Kurtis, who now directs the newly named Warren Alpert Physician-Scientist MD/PhD and Advanced Training Program, also wants to make his department’s residency and fellowship programs more research oriented. Expanding the fellowship to three years, for example, two of which would be dedicated to research, would enable fellows to prepare for their academic career while enlarging the department’s “academic footprint.” It would also create a path for turning postdocs into junior faculty, something that’s important to him.
What doesn’t kill us…
Through the plate-glass windows of his office on the third floor of the Galletti Building, Kurtis can gaze southward at the factories-turned-medical facilities of the Jewelry District and eastward, toward College Hill.
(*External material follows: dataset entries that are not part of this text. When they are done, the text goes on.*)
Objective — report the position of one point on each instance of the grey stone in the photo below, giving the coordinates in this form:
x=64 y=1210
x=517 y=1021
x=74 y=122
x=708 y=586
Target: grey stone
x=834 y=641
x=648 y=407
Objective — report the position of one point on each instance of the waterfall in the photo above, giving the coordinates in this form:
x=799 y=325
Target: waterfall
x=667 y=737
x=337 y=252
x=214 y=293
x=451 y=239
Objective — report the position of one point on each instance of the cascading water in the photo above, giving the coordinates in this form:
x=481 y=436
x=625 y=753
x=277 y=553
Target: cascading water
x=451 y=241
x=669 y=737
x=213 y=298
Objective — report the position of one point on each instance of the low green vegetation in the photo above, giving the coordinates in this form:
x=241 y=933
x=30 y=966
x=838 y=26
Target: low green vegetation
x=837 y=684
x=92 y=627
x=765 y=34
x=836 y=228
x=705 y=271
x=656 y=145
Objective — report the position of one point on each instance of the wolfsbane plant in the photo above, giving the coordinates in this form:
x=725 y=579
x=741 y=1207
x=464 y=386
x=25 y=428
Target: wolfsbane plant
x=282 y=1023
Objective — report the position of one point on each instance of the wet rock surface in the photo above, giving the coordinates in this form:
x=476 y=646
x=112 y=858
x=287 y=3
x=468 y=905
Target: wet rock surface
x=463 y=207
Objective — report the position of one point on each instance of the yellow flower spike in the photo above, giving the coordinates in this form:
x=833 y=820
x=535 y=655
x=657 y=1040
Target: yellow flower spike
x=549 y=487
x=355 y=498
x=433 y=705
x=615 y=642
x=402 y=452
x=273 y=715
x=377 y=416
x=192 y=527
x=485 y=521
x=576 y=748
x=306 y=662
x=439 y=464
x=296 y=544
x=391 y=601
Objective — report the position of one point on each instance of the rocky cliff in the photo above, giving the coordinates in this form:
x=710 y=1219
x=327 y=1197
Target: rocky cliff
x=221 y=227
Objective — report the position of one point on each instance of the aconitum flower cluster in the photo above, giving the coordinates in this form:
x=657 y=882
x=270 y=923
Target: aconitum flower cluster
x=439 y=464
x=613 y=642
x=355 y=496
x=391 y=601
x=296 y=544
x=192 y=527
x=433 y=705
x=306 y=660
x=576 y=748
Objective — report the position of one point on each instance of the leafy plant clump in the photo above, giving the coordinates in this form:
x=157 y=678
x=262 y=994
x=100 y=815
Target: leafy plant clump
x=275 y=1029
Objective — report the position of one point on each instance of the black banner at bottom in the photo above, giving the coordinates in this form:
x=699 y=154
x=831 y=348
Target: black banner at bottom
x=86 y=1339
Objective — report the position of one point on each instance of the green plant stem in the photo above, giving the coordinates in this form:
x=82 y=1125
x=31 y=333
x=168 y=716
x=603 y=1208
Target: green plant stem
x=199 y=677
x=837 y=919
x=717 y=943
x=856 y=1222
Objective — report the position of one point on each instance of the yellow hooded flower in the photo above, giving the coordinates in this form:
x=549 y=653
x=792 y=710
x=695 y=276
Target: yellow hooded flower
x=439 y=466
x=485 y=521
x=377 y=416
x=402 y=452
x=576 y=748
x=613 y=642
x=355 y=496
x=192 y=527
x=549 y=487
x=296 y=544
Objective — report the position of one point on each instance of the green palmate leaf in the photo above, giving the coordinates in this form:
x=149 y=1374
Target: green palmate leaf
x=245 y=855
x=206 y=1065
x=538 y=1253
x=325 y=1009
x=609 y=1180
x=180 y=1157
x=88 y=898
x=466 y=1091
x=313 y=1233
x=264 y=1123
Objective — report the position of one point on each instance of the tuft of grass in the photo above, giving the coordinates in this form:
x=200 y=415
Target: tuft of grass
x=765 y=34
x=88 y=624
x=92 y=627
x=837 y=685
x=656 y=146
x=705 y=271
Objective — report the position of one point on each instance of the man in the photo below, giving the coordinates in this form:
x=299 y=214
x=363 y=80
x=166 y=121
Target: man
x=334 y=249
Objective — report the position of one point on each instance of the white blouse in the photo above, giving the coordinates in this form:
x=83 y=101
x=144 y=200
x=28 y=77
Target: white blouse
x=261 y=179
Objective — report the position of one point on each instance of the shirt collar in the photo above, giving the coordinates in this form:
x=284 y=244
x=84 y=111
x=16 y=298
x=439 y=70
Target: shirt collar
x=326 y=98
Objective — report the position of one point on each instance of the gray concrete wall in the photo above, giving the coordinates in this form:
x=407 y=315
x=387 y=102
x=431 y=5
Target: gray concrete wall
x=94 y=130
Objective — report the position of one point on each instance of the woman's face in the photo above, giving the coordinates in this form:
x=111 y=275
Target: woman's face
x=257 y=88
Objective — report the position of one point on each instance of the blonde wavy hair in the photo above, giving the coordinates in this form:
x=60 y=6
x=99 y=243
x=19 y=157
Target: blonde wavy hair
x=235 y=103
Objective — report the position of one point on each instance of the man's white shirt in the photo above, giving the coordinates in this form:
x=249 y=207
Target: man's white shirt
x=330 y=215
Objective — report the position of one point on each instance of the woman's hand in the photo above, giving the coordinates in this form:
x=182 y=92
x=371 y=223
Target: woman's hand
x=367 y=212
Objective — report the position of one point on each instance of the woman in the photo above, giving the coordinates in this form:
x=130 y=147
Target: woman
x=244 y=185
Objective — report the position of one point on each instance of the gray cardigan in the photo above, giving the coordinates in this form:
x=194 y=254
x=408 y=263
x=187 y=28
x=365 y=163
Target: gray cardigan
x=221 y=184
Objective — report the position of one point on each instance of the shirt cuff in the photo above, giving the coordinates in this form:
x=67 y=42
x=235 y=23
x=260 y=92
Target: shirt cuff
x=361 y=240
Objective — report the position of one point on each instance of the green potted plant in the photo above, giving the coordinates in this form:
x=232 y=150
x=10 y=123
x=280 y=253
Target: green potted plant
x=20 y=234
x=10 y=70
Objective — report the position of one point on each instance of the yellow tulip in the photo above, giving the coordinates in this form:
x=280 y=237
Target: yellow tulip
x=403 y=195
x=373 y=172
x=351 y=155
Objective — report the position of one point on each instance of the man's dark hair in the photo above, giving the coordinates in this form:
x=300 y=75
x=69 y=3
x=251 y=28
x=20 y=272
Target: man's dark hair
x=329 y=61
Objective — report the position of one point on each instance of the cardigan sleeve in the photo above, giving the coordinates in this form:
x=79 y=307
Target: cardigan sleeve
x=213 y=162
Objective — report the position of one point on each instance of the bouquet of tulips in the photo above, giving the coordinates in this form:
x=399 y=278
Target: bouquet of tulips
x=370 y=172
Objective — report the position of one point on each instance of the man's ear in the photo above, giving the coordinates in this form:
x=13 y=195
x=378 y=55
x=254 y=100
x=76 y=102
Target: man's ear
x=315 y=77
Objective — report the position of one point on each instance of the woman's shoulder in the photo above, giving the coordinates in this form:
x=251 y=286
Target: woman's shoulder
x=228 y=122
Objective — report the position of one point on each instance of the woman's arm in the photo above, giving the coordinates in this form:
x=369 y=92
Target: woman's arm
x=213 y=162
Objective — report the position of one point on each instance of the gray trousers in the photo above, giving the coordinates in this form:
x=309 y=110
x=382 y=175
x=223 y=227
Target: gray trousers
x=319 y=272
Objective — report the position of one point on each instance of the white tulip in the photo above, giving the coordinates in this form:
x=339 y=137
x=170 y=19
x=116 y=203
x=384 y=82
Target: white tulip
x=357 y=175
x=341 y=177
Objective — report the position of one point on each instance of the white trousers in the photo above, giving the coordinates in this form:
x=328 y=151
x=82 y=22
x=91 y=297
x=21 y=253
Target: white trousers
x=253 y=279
The views remind him that he sits where the action is when it comes to translating research into cures. Recently named the inaugural Stanley M. Aronson Professor of Pathology and Laboratory Medicine—a professorship endowed by former Chancellor Tom Tisch ’76, P’18, P’20 and Alice Montag Tisch P’18, P’20 in honor of the renowned pathologist and founding dean of Brown’s Medical School—he is nevertheless modest and straightforward about what he’s trying to do: “My job is to put pills in bottles.”
When he thinks about his encounter with—and survival of—malaria, Kurtis takes a rather Nietzschean view. He considers it a boon. “I wondered for years, What is my purpose on the planet? I was turned onto a life’s pursuit at age 20. Most people aren’t lucky enough to have that happen.”